At a cost of Rs.9,300 crore, the Government hopes this will be done by 2013. But the ground realities are a little more complex. Dharavi has developed incrementally under different schemes. In 1985, Rajiv Gandhi had donated Rs.100 crore to Mumbai. Of this, Rs.39 crore was used in Dharavi under the Prime Minister's Grant Project (PMGP) to widen roads, resettle some slumdwellers, lay drains, and extend water pipelines.

More recently, under the SRA, 72 seven-storey buildings have either been constructed or are in the process of being built in Dharavi. They are scattered across the 535 acres. In addition, scores of new toilet blocks have been built as also other permanent structures. When officials were asked what happens to all these structures, the answers varied, indicating a level of confusion. While I.S. Chahal, who heads the Dharavi Redevelopment Authority, said these buildings would be considered outside the project, other officials said that they would be part of it. If the developer wanted to pull down any of these structures, or modify them, he or she would have to negotiate with the people who have been resettled in the buildings.

The project has estimated that there are 4,500 `industries' — basically small to medium industrial units producing leather, readymade garments, jewellery, foodstuffs, soap, pottery. Under the scheme, people with such enterprises are entitled to 225 sq ft free and can purchase additional space at market rates. Some of the bigger units would be able to afford this but thousands of smaller units that work out of lofts will be forced to shut shop. Also, all polluting industries like soap making or leather tanneries will have to close. Kumbharwada, the large potters' colony that is a landmark in Dharavi, is being treated as a special case.

The other problem is the perennial one of numbers. How do you decide how many people live in Dharavi and how many are eligible under the new scheme? The Government has decided that there are 56,000 households to be resettled, or roughly 350,000 people. Yet in 1987, when the PMGP project was being implemented, the numbers were almost identical, 55,000 households. Even if only those who have lived in Dharavi before January 1, 1995 are eligible, it is impossible to believe that the population remained static for a decade.

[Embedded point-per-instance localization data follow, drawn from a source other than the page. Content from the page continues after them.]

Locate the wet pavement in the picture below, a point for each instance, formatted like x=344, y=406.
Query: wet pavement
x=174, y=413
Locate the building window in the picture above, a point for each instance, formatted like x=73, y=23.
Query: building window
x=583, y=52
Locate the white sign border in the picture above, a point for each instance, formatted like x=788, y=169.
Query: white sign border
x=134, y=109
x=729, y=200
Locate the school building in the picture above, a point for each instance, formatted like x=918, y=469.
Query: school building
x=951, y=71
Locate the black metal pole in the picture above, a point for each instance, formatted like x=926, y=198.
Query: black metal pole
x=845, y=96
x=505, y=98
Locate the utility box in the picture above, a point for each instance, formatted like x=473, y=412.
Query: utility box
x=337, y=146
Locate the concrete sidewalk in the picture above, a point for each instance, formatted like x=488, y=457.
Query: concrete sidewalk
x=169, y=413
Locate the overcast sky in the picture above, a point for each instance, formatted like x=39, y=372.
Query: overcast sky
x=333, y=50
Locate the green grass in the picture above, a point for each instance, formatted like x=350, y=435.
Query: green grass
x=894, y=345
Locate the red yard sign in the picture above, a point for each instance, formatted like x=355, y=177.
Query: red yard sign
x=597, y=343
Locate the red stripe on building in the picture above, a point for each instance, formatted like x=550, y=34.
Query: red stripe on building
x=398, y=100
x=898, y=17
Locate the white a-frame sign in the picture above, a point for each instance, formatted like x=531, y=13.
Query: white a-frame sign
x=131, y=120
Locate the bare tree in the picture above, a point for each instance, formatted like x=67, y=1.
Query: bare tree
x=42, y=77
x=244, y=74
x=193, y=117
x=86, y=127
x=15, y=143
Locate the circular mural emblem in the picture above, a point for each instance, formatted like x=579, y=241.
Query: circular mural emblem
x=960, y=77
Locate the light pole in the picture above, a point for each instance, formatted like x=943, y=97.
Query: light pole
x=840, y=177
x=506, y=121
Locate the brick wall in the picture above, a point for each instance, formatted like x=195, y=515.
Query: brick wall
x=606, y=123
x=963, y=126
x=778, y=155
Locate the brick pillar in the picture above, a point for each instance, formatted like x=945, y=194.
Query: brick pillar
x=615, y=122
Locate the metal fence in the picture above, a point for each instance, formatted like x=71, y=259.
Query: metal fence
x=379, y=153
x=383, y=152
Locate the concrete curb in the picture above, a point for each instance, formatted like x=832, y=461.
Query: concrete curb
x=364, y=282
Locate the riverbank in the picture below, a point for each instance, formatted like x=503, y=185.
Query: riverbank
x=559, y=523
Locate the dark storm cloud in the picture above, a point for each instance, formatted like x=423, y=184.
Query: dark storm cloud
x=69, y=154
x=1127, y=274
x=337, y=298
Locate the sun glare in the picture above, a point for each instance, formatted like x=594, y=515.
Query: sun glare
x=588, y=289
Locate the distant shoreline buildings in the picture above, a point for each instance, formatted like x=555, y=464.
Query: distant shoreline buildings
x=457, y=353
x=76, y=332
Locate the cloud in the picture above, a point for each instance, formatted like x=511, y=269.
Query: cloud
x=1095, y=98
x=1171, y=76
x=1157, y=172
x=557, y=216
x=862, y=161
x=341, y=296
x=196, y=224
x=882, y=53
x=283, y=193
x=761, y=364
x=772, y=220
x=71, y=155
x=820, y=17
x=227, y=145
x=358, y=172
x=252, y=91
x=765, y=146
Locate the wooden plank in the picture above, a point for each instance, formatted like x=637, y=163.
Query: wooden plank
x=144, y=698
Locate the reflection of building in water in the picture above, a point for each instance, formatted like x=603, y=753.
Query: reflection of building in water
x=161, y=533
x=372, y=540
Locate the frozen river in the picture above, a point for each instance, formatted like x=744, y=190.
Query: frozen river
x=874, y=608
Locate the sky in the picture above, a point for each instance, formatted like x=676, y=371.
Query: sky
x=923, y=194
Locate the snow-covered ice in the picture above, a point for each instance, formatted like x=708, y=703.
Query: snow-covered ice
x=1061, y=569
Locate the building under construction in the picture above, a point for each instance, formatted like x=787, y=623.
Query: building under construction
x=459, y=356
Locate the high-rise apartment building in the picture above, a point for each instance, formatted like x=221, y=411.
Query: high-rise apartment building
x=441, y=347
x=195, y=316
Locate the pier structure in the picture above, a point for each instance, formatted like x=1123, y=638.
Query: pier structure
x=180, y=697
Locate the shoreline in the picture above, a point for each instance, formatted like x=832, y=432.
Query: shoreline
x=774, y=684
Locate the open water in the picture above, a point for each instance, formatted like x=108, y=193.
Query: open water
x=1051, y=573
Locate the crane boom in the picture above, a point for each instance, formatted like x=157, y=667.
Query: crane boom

Will developers really be interested in a project that comes with so much negative baggage? The Government has set fairly high benchmarks. Bids will be entertained only from companies with a net worth of 40 per cent of the project cost, which would be between Rs.1800 crore and Rs.2000 crore per sector. As a result, most Mumbai builders will not qualify. Yet the bureaucrats in charge are confident that the project will attract major international developers.

Like the Special Economic Zones, it is possible that the Dharavi Redevelopment Project will somehow be pushed through as a great deal of prestige rides on it. If the concept of area development works, then the SRA model could be drastically modified. But the imagery projected in the power point presentation leaves little room for the effervescent, innovative energy that has exemplified places like Dharavi. Indeed, in the sanitised environs of a "world-class township," what place is there for the potter, the chiki-maker or the cobbler?